President Rosen Plevneliev, who convened party leaders at an emergency meeting on Sunday, said “there is no banking crisis but a crisis in confidence and criminal attacks.”
“We have sufficient reserves, means and tools to deal with any attempt at destabilization, and we stand behind each bank that becomes the target of an attack,” he said.
On Friday, First Investment Bank, the country’s third-largest bank, was hit by a run, just days after the fourth-largest lender, Corpbank, had been put under special central bank supervision after itself suffering a run.
Some Bulgarians continued to withdraw money from First Investment Bank on Monday. But the queues were smaller than on Friday, when the bank had to close early because of the rush to withdraw deposits.
Prosecutors on Monday charged Kiril Dzhabarov and Robert Dimitrov with “spreading false alarming information.” The crime carries a sentence of two years of imprisonment. It was not immediately clear whether the three others were cleared of wrongdoing.
The EU Commission, the 28-nation bloc’s executive, said that beyond the rumours-induced jitters, “the Bulgarian banking system is well capitalized.”

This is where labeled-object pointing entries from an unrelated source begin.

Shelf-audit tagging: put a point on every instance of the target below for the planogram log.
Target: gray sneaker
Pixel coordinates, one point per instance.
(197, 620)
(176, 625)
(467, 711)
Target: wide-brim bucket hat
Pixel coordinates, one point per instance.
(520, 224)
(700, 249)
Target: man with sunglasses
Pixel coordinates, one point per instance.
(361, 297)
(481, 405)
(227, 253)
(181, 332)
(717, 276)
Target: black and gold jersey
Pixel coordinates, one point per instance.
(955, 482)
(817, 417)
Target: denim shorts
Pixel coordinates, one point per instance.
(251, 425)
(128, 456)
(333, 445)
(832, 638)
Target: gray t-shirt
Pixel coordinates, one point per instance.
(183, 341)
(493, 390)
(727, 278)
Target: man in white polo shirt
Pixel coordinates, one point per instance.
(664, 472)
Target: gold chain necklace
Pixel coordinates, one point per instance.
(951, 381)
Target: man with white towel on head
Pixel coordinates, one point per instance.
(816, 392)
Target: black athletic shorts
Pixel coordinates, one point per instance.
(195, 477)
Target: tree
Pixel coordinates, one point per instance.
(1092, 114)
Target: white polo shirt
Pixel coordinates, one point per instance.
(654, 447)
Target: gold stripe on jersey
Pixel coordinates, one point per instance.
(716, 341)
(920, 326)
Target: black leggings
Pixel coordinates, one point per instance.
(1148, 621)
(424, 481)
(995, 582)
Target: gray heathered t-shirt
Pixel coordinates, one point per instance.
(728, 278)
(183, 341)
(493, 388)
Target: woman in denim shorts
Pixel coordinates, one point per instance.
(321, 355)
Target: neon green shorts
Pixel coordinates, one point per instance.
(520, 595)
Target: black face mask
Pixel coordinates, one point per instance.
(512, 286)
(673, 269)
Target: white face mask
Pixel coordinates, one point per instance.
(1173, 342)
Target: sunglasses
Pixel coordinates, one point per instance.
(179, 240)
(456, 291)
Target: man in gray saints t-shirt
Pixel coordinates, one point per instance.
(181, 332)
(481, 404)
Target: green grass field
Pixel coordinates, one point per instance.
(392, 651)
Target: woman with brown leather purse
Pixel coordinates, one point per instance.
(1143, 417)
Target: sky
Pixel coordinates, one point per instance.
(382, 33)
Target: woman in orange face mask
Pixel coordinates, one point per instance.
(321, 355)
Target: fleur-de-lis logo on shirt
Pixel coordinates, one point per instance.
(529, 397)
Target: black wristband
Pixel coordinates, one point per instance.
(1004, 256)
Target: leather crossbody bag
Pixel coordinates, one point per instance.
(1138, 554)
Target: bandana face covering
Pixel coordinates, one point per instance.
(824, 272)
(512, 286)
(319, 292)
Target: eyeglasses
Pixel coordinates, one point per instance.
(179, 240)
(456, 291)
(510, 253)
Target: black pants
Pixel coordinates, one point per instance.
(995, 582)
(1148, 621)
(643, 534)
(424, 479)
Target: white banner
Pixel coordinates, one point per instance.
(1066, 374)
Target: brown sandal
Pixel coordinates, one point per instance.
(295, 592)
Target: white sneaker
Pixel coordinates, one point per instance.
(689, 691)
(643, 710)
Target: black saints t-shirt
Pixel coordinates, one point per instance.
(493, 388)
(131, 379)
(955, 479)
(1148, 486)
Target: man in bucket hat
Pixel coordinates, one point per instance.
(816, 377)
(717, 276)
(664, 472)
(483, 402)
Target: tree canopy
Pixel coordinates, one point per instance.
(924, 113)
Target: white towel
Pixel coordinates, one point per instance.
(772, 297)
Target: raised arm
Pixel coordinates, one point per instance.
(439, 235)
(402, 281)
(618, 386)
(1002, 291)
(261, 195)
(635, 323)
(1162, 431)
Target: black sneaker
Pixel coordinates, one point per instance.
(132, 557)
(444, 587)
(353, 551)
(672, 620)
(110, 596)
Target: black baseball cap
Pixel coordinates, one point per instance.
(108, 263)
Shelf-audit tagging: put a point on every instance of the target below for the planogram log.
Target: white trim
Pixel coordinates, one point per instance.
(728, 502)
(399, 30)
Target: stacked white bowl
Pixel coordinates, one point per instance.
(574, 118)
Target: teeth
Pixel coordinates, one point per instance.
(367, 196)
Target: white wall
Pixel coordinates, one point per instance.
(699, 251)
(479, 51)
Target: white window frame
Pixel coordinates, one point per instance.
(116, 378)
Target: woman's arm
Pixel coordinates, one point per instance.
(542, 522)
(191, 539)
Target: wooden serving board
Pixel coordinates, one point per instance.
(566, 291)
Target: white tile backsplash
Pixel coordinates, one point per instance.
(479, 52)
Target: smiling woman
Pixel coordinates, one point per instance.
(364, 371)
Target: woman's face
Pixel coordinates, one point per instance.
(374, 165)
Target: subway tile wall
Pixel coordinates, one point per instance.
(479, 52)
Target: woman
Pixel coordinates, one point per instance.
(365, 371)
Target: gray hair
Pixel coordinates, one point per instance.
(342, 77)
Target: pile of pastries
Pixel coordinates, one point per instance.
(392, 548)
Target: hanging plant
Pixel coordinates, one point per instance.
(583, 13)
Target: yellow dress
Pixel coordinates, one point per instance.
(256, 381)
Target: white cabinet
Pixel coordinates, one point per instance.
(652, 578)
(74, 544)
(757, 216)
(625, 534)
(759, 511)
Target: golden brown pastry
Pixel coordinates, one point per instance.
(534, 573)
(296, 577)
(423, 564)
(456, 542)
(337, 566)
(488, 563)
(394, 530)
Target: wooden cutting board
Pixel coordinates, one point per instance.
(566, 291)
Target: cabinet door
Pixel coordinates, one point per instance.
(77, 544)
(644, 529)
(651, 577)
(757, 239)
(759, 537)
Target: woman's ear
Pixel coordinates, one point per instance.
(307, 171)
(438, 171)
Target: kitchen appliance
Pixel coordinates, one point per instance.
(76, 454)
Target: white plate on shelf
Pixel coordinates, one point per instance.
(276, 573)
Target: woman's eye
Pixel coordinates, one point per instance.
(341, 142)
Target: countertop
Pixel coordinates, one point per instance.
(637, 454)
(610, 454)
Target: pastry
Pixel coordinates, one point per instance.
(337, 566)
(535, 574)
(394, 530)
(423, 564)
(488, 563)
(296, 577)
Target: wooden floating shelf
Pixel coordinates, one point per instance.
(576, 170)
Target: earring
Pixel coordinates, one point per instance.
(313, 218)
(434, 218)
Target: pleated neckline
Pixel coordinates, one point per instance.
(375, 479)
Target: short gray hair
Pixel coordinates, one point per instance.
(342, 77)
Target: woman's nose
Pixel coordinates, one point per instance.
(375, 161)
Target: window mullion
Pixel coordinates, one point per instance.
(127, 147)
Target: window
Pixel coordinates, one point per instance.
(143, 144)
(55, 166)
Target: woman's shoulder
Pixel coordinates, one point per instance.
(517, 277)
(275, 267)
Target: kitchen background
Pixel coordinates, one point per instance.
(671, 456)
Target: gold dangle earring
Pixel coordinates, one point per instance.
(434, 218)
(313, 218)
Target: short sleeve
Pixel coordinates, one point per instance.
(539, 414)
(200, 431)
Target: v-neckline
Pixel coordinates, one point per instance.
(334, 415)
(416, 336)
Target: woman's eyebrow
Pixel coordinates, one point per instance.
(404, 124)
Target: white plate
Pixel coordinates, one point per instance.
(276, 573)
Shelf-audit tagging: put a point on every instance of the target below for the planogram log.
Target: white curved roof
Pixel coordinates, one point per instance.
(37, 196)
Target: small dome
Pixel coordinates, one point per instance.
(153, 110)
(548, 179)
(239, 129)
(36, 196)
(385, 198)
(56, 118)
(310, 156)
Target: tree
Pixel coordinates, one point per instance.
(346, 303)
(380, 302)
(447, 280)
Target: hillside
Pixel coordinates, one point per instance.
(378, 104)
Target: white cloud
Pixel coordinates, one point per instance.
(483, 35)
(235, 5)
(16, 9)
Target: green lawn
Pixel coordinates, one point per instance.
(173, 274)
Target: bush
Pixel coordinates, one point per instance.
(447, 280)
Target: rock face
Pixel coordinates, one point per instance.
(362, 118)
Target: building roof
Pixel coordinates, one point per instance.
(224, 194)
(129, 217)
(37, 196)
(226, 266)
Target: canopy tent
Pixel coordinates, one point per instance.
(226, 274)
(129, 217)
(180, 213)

Analysts agree. Georgi Ganev, an economist with the Center for Liberal Strategies, an independent think-tank , said the banking systems does not face financial problems of the kind that would warrant a run. This case of jitters was caused by a specific and concerted attempt to destabilize the banks, he said.
With confidence in the banks mostly restored thanks to the rescue money, economists expect there to be no lasting damage to the country.
Plevneliev said the country’s currency will continue to remain pegged against the euro despite the volatility in the financial system.
In 1997, Bulgaria’s currency, the lev, was pegged at a fixed rate to the euro under a currency board arrangement, which imposed strict financial rules aimed at restoring fiscal discipline, preventing deficit spending and controlling inflation.
Bulgaria, the European Union’s poorest member country, has maintained financial stability since the 1996-1997 financial crisis that led to hyperinflation and the collapse most of the country’s commercial banks.